A primeira delas é um estudo destinado a provocar polêmica, Gilberto
Freyre: Uma Biografia Cultural (Editora Record, 714 págs., R$ 80), do
antropólogo Enrique Rodríguez Larreta e do professor de Letras Guillermo
Giucci, ambos nascidos no Uruguai. Nela, a dupla examina os anos de
juventude de Gilberto Freyre, de 1900 a 1936, traçando uma genealogia
intelectual de suas principais contribuições sociológicas. As outras
duas iniciativas são o lançamento do livro de memórias do maior amigo de
Freyre, Edson Nery da Fonseca, Em Torno de Gilberto Freyre, que será
lançado na próxima semana, e uma exposição que o Museu da Língua
Portuguesa inaugura no dia 27.
Na biografia cultural escrita por Larreta e Giucci, Freyre surge como
uma personalidade multifacetada, uma identidade não só em conflito com
as culturas por onde passou, na América e Europa, como com a própria
sexualidade. O livro da dupla é bastante honesto para não fugir de temas
como as experiências homoeróticas de Freyre ou outras discussões
incômodas - sobretudo sobre a tese de que a presença de uma democracia
étnica leva automaticamente a uma democracia social. Nesse sentido, todo
Gilberto Freyre, defendem os autores da biografia, conflui para
Casa-Grande & Senzala.
Não por outra razão, eles concentram seus esforços na análise da obra
central do sociólogo, vista como a representação de um mito, "uma crença
profunda para ser compartilhada por uma nação" no valor da mistura de
raças e da integração dos contrários. O dado biográfico, justificam, é
essencial para se entender as condições de possibilidade da obra. "Só
alguém com conhecimento em primeira mão de outras culturas modernas
podia valorizar, comparativamente, a experiência brasileira da
miscigenação", escrevem os dois professores, que concederam uma
entrevista ao Estado, reproduzida nesta e na página seguinte.
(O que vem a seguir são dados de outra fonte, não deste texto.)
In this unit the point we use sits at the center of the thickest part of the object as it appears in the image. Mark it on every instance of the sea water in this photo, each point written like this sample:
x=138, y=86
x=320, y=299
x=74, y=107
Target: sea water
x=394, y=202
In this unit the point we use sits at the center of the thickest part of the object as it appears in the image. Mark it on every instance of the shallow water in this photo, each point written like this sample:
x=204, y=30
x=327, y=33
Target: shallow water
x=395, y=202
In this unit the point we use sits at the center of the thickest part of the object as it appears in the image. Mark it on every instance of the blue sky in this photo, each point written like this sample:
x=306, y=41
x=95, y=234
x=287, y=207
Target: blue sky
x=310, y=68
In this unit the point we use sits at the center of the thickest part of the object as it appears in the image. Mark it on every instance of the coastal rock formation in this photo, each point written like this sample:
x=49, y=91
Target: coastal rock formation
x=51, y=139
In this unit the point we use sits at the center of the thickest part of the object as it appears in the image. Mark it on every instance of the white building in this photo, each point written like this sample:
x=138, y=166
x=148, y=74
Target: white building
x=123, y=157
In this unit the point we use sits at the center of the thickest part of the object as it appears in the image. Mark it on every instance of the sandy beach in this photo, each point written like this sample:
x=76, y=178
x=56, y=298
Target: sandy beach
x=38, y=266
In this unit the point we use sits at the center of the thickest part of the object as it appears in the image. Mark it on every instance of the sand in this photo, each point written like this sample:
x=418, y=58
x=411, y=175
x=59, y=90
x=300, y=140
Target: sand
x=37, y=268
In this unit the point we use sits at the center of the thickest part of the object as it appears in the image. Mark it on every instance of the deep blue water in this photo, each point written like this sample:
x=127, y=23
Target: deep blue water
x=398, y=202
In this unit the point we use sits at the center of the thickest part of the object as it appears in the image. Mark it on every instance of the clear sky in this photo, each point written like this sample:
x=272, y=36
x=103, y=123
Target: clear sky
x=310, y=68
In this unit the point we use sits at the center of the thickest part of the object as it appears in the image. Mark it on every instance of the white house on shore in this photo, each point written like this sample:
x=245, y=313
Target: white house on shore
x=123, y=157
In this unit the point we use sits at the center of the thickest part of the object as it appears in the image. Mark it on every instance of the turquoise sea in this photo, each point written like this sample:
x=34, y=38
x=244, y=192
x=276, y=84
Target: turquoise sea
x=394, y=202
Como se diz na biografia, as posições políticas do sociólogo nos anos
1960 contribuíram para que sua obra fosse lida como uma justificação
ideológica do patriarcalismo escravocrata. Em que medida os estudiosos
estrangeiros ajudaram a recolocá-lo no patamar dos pioneiros da moderna
antropologia?
Dentre os historiadores franceses da Escola dos Annales, como Fernand
Braudel e Lucien Febvre, Gilberto Freyre sempre foi reconhecido pelas
qualidades de seu principal livro, Casa-Grande & Senzala. Esses
historiadores destacaram sua contribuição para uma antropologia
histórica, com ênfase no cotidiano, na culinária e na cultura material.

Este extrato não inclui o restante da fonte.